We are very good at preparing to live, but not very good at living. We know how to sacrifice ten years for a diploma, and we are willing to work very hard to get a job, a car, a house, and so on. But we have difficulty remembering that we are alive in the present moment, the only moment there is for us to be alive.
Today I had a showing in a gated community that uses a person over intercom to gain access. The client that I was showing it to was already there, I drive up to the intercom and tell them the address and they said it doesn’t exist. Annoyed, I tell her it does because I’ve showed the property before. She still won’t let me in.
I text my boss… no answer. I call him… his phone is going straight to voicemail. At this point i’m getting irritated and the intercom lady says I have to make a u-turn. I’m thinking, this is making me look so bad. I can’t even gain access to a community of a property we manage.
I let the client know that I’ll contact my boss to see whats going on. I am seriously sitting in my car calling and texting him for about 20 minutes. Still nothing! The client comes up to my car, did I mention it was raining? She pretty much points out that I have one of the numbers wrong on my ad.

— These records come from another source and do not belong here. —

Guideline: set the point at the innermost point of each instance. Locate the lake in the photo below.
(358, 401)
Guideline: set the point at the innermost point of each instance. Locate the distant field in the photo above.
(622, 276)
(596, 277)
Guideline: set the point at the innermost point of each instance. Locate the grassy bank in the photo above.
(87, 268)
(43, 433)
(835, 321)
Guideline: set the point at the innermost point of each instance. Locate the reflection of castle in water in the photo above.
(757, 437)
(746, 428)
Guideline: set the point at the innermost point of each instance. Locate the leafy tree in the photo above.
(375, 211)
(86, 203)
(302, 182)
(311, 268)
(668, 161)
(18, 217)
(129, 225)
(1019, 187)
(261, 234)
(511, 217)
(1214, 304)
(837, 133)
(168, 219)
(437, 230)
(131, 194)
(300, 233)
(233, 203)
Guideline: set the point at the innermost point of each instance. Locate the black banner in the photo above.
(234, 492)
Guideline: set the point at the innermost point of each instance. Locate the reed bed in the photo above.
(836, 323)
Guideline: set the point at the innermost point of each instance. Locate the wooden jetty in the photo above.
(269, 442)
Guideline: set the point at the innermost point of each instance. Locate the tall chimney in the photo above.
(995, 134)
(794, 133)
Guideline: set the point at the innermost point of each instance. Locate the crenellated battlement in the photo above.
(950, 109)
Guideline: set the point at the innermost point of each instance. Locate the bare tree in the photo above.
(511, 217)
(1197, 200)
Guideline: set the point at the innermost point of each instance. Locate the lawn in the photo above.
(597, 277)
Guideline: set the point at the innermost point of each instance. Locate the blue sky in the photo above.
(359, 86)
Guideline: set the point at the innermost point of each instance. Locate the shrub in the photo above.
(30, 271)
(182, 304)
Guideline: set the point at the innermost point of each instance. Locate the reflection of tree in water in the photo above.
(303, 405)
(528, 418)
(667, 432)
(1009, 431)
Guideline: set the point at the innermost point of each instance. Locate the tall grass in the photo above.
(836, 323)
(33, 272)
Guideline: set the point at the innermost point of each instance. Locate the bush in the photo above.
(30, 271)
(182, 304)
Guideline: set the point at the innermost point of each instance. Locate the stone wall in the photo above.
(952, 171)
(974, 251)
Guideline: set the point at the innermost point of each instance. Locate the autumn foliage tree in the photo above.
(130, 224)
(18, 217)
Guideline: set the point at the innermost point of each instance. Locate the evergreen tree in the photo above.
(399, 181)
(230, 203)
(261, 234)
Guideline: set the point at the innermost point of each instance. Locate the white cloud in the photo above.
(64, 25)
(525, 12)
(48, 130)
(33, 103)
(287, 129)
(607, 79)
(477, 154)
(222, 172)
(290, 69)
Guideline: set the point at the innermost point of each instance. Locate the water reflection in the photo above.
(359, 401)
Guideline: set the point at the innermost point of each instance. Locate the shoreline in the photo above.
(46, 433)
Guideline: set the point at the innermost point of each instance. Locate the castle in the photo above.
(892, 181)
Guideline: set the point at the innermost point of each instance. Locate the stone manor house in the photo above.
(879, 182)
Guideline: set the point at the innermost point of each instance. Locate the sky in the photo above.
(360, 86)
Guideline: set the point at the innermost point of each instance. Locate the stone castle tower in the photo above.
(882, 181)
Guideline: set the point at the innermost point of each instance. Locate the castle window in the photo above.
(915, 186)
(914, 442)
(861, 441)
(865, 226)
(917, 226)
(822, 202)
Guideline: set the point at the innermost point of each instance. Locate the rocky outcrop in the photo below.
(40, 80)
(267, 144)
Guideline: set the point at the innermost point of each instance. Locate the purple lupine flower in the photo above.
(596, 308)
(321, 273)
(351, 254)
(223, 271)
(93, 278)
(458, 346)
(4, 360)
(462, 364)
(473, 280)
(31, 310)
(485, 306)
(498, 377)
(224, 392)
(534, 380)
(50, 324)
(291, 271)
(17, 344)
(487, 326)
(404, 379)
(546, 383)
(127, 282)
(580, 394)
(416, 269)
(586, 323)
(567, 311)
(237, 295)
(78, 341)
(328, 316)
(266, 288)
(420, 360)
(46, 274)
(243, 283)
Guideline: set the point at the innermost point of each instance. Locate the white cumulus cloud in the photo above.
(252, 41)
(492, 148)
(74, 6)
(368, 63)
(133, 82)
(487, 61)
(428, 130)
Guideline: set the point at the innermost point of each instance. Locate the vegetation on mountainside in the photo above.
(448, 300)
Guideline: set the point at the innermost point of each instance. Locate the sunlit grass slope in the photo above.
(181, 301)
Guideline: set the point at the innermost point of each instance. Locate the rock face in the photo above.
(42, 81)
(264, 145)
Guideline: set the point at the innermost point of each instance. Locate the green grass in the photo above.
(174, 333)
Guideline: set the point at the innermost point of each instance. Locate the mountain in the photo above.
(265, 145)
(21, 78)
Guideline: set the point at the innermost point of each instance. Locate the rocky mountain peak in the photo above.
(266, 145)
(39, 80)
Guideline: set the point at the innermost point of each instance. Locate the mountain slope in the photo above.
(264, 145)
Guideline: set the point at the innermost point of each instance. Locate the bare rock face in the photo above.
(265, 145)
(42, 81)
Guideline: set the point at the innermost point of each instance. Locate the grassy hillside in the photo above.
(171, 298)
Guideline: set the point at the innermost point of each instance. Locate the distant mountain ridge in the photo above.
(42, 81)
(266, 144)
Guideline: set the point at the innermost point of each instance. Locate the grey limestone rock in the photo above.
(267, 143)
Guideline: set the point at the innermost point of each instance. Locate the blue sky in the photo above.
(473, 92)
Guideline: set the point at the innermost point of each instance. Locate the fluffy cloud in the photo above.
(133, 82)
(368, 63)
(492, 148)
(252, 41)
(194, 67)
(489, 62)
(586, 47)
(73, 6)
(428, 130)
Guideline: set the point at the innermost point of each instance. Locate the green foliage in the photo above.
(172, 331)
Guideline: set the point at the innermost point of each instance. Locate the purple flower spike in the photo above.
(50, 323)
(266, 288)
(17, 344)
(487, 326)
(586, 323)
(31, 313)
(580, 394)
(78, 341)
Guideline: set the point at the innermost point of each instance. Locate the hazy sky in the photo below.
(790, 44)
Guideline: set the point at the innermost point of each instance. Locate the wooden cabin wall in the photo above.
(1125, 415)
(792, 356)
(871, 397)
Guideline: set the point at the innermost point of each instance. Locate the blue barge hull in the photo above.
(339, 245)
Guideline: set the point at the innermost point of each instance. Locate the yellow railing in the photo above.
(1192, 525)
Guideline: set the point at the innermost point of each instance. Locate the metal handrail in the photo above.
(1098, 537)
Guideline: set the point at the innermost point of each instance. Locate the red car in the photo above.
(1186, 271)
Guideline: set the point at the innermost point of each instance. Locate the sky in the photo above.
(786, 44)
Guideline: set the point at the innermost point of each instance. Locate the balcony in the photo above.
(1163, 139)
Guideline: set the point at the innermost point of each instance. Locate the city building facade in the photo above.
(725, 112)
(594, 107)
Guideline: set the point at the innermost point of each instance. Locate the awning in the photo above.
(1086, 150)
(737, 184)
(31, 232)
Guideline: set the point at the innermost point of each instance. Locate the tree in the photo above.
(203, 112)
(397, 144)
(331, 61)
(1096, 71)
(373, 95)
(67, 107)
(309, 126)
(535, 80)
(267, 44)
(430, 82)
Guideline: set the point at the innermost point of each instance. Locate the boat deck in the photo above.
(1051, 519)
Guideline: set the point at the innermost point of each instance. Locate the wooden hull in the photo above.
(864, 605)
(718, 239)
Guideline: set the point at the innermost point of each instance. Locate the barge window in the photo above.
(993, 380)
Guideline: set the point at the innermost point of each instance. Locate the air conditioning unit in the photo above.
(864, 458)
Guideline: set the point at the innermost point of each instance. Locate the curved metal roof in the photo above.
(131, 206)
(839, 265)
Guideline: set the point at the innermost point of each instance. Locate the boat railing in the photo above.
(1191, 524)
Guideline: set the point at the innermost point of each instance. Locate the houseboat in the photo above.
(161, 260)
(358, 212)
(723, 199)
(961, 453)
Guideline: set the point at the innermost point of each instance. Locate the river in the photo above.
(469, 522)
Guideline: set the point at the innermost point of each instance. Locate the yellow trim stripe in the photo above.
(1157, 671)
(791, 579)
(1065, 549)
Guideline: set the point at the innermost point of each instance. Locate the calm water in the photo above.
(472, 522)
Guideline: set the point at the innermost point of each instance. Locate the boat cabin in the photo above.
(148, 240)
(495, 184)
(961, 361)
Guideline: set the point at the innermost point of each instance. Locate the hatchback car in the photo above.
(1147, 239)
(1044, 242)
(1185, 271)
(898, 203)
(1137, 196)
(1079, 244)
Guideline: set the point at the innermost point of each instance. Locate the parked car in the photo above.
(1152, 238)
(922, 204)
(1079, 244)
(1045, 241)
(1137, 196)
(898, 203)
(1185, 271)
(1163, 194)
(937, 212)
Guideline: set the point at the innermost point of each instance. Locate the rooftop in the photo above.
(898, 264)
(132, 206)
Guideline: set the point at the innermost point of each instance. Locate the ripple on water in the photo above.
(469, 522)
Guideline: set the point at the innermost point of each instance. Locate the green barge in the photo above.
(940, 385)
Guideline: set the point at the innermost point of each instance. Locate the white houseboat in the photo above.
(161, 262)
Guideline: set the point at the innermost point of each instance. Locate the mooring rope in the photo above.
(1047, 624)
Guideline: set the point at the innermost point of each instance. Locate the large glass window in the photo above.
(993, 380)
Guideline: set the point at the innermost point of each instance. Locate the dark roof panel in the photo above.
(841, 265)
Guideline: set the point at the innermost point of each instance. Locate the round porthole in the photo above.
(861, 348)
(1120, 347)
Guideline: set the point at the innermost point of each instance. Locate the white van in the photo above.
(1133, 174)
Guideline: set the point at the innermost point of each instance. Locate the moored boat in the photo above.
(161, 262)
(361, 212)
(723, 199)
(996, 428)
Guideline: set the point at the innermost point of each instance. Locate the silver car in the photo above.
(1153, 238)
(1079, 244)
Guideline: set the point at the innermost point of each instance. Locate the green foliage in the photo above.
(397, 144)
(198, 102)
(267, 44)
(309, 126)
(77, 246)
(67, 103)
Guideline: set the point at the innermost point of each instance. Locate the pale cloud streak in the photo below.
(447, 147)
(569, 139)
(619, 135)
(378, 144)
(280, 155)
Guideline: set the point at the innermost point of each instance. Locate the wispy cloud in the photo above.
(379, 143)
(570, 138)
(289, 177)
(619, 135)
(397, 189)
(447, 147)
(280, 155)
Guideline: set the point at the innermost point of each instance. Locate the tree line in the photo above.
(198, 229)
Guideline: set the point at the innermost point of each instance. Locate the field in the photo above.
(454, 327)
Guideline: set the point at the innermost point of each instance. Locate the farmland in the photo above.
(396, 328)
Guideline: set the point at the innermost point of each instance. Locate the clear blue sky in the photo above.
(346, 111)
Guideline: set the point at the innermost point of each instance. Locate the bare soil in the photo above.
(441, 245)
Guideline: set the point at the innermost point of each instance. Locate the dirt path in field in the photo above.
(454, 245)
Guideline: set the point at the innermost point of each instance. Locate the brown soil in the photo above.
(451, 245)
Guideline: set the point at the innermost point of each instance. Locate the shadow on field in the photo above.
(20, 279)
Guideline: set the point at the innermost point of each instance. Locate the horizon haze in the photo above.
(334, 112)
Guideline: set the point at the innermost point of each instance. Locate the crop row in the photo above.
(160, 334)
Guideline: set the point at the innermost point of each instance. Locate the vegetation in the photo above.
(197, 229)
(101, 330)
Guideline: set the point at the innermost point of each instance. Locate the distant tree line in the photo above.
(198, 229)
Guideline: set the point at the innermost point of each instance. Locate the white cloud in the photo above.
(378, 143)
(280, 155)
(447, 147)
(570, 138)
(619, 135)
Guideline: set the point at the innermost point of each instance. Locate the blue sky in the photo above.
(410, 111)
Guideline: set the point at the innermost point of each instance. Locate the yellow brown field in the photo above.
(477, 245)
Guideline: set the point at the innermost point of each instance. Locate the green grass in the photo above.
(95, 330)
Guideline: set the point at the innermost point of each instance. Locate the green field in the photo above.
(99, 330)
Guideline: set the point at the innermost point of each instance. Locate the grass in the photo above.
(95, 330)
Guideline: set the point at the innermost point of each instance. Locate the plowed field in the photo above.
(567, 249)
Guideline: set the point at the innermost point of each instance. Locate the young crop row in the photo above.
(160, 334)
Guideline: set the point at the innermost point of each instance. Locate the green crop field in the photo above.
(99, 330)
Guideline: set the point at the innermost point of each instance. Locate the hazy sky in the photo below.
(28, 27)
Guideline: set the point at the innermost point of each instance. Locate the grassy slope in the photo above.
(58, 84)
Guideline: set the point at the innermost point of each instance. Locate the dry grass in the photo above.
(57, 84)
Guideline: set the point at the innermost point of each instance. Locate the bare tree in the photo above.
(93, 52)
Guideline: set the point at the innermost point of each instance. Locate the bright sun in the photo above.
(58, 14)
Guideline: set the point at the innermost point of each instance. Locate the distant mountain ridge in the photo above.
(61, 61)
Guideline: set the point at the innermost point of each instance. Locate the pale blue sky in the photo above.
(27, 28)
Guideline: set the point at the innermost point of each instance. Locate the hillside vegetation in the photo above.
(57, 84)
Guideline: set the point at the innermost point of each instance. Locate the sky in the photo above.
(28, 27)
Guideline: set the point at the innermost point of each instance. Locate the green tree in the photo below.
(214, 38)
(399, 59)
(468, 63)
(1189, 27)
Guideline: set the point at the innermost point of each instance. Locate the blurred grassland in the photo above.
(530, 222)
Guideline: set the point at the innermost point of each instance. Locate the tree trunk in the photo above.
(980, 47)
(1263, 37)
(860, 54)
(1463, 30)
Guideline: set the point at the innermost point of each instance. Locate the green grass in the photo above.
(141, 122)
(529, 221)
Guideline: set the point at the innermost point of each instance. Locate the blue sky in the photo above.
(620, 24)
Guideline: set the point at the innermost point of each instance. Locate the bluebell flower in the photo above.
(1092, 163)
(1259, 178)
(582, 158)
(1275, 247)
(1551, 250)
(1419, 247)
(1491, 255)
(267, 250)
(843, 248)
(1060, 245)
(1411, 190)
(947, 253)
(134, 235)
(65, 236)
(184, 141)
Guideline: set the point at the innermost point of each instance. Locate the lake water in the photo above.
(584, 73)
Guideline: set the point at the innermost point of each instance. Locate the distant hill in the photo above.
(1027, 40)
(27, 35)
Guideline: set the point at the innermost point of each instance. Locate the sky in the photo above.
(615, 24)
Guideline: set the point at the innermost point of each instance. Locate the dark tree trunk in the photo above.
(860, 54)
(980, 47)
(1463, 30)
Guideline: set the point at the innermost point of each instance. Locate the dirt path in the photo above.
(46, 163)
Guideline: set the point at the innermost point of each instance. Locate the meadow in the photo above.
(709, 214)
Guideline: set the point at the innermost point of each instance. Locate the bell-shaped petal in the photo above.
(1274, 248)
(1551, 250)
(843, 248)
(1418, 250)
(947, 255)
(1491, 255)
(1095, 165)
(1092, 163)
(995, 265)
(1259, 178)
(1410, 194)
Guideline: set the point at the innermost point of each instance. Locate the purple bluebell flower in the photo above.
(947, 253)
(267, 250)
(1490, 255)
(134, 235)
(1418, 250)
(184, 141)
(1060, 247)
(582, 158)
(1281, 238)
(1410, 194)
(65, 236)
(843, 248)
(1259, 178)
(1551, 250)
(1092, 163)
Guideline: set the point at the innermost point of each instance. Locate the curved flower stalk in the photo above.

At this point I feel stupid, and I’m annoyed because my boss is the one who makes these ads.
I drive up again and the intercom lady lets me in. We finally get to the property and as we come inside I apologize. As the showing comes to a close I apologize again for the mistake. And she says to me, “All’s well that ends well.” Until this very day I have never quite understood the meaning of that quote. The whole time I was stressed that the showing was ruined and she’s all smiles about it, I was just amazed.
I realize I’m the type of person that stresses and overthinks everything. I know to most people it’s annoying, but most don’t even realize how much it annoys me even more. But it’s part of who I am and even though I have learned to tone it down a bit, it’s not something I can turn off. The point is that I shouldn’t sweat the small stuff, as long as I get to where I need to be everything will be ok.